To reflect on these results, it is essential to highlight that the previously reported findings for DeePiCt and DeepFinder were based on models trained with 8 out of 10 fully annotated tomograms, containing approximately 20,000 ribosome annotations20. Hence, previous evaluations were conducted on 2 out of 10 tomograms, for annotating the remaining 5000 ribosomes, utilizing three cross-validation splits (in each split, a random set of 8 tomograms was used for training and the remaining 2 tomograms for benchmarking). Additionally, each of the two models underwent a different training strategy to achieve optimal performance. In particular, in the case of DeepFinder, the training encompassed two classes—ribosomes and Fatty Acid Synthase (FAS)—as training solely on ribosomes led to suboptimal performance. On the other hand, DeePiCt was exclusively trained on ribosomes, as unlike DeepFinder, combining ribosomes and FAS during training led to suboptimal performance.
In contrast, the DeepFinder model trained solely on the simulations generated from the Template Learning workflow, not fine-tuned on any annotated experimental data, was benchmarked on the complete dataset (i.e., all 10 tomograms). Hence, despite the relatively modest increase in the F1 score for the Template Learning method (0.85, compared to the previous best of 0.83), it stands as a demonstration that deep learning can be trained effectively for picking a target structure, starting from only prior templates, and domain-randomized simulations. Also, a model of the same network architecture (DeepFinder) trained only on simulations outperforms its counterpart trained only on annotated experimental datasets for cryo-ET particle picking.
To systematically assess the contribution of each component of the Template Learning workflow, we performed a series of ablation and variation experiments, as detailed in the Supplementary Materials – Template Learning variations and Supplementary Notes 3 and 4. These analyses revealed that both incorporating multiple atomic structures and generating flexible molecular variations enhance annotation performance, and that introducing artificial flexible variations can partially compensate for the absence of multiple templates (Fig. 4A–C compared to Fig. 4D and Supplementary Fig. 3). The comparative impact of these design choices is illustrated by recall, precision, and F1 score. The inclusion of a diverse set of distractor molecules was found to be critical for high precision in particle picking; omitting or restricting distractor variability substantially increased false positive rates (Fig. 4E, F). Furthermore, simulating densely crowded environments via the Tetris algorithm (Supplementary Fig. 4) was essential, as reducing crowding in training simulations led to a marked drop in median F1 score (Fig. 4G). We also validated the use of low-resolution volumetric templates by developing a real-time conversion to pseudoatomic models compatible with physics-based simulations; this approach enabled training with reasonable recall, albeit at the expense of some precision (Fig. 4H). In addition, Template Learning could be readily adapted to different imaging domains, such as VPP and conventional defocus (DEF), and offered improved performance on cross-domain tasks compared to previous approaches (Fig. 5 and Supplementary Fig. 5).

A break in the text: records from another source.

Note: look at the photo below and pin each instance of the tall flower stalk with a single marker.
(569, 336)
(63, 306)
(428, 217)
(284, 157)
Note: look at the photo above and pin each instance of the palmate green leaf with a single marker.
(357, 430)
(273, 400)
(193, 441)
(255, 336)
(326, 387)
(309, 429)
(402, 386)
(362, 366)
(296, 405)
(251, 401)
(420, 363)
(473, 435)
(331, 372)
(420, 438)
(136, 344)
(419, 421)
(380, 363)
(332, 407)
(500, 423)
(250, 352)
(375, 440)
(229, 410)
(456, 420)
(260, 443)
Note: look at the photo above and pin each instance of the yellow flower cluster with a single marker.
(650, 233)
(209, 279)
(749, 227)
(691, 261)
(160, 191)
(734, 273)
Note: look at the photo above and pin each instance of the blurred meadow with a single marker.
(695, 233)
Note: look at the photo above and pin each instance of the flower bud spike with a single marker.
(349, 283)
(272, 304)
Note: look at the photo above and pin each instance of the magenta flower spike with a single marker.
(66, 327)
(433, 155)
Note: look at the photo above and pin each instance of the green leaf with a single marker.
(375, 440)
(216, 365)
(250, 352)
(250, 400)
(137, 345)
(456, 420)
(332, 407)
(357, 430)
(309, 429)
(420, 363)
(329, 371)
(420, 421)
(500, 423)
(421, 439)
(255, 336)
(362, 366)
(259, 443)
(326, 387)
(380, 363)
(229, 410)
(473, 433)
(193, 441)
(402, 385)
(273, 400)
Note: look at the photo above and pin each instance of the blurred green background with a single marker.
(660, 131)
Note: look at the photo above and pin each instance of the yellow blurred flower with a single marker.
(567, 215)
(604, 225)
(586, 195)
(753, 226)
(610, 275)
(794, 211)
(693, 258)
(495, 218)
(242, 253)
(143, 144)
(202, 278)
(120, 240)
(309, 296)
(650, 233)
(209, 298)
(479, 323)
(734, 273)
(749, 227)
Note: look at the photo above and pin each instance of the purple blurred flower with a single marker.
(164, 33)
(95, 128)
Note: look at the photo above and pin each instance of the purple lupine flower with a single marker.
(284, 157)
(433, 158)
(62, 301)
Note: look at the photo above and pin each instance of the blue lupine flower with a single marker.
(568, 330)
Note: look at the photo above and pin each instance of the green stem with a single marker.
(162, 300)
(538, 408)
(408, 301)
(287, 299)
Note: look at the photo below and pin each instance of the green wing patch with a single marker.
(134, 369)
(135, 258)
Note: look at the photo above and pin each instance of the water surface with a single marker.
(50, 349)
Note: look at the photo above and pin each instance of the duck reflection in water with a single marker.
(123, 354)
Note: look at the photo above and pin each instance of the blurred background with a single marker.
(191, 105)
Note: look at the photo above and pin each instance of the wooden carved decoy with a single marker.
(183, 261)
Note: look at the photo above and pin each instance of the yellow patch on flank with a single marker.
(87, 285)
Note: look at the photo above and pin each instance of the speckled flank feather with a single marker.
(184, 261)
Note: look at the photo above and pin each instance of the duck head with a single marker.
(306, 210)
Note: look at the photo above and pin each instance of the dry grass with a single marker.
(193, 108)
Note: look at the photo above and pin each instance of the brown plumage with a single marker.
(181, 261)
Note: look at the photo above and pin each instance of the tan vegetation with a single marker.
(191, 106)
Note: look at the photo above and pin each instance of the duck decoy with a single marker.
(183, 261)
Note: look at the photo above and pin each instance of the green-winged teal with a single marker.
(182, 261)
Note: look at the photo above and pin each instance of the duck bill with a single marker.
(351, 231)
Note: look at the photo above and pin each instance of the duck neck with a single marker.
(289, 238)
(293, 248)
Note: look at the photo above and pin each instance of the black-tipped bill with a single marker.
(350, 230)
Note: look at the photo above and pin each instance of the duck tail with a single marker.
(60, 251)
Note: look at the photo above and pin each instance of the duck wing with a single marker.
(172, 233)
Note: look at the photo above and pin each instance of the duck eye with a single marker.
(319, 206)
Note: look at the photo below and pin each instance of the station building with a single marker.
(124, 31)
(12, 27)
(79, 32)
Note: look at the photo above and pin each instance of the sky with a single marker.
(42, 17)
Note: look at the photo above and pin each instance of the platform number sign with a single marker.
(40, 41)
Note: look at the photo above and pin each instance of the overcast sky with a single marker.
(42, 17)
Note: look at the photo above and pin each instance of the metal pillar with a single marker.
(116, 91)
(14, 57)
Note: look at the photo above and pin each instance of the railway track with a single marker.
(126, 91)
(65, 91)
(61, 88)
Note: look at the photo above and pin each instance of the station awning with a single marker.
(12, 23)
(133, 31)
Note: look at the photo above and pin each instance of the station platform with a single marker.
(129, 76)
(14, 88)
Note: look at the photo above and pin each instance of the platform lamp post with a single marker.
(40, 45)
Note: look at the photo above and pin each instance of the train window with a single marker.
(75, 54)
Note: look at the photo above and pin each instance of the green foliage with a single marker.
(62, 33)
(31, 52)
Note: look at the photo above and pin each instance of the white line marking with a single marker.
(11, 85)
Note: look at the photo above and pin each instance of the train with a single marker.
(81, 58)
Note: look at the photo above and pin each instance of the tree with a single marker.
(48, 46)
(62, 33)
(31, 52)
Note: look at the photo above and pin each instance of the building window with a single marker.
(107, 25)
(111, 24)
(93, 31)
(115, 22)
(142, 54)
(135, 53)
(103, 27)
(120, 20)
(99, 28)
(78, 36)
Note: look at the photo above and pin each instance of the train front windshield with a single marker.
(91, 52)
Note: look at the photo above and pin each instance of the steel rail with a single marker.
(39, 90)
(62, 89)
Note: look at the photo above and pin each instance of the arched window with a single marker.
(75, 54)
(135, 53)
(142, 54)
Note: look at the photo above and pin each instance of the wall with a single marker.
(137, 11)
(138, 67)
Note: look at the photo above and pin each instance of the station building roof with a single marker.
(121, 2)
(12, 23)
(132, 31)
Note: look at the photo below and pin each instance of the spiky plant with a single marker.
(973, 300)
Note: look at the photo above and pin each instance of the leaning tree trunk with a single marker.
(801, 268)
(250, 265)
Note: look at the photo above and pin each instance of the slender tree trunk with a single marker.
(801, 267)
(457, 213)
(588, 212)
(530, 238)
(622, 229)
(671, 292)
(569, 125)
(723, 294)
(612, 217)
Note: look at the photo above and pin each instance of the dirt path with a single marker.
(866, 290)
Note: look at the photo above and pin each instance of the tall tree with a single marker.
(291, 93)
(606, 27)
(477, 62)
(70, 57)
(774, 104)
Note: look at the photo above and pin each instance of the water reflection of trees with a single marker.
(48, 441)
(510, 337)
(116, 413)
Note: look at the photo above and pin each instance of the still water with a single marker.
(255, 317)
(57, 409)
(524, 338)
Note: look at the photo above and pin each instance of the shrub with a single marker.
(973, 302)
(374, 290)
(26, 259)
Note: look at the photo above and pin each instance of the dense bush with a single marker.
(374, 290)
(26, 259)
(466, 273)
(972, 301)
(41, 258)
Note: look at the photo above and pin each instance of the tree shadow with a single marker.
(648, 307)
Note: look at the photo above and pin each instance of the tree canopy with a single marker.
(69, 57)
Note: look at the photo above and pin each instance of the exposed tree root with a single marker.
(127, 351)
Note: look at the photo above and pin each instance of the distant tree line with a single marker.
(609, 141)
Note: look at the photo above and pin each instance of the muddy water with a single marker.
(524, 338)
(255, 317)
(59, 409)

Performance benchmarking and comparative analysis of Template Learning workflow applied to ribosome annotations within the S. pombe dataset (EMPIAR-10988, 10 DEF tomograms). A,B The curves depict the overall Precision and Recall against the volume of the segmented region (horizontal axis). Precision is evaluated with and without cytosol masking (±mask). Boxplots show the F1 score per tomogram at the threshold where the Precision and Recall curves intersect, which coincides with the highest overall F1 score. Performance in all these experiments was evaluated on n = 10 independent tomograms from S. pombe in a single experiment, acknowledging that models trained solely on simulated data yield deterministic results on experimental data, making repeated identical evaluations unnecessary. Box plot middle lines mark the mean value and the edges indicate the 25th and 75th percentiles; whiskers indicate the range of existing data (no outliers were removed). C On the top, a table listing the differences between the experiments in (A,B), comparing their results based on their median F1 scores. On the bottom, previously reported performance based on the findings in ref. 20.
Fine-tuning Template Learning-trained models using real data
The literature on domain randomization indicates that models pre-trained on simulations and subsequently fine-tuned on real-world data outperform models trained exclusively on real-world data35. This approach can be particularly valuable to cryo-ET particle picking studies that involve challenging-to-annotate molecules, or when training on domain randomization simulations alone does not yield satisfactory results.
In the same dataset used for benchmarking Template Learning on ribosomes in situ (EMPIAR-10988), another molecule, FAS, is annotated. Previous attempts based on template matching and supervised deep learning on experimental datasets have reported challenges in annotating FAS, attributed to its distinctive shell-like structure, where particles have lower SNR compared to ribosomes20.
In the following, we present the benchmarking of Template Learning combined with DeepFinder, initially trained exclusively on a simulated dataset, on FAS annotation in EMPIAR-10988 tomograms. Subsequently, we gradually introduce fine-tuning based on the experimental data annotations to assess whether performance can be improved.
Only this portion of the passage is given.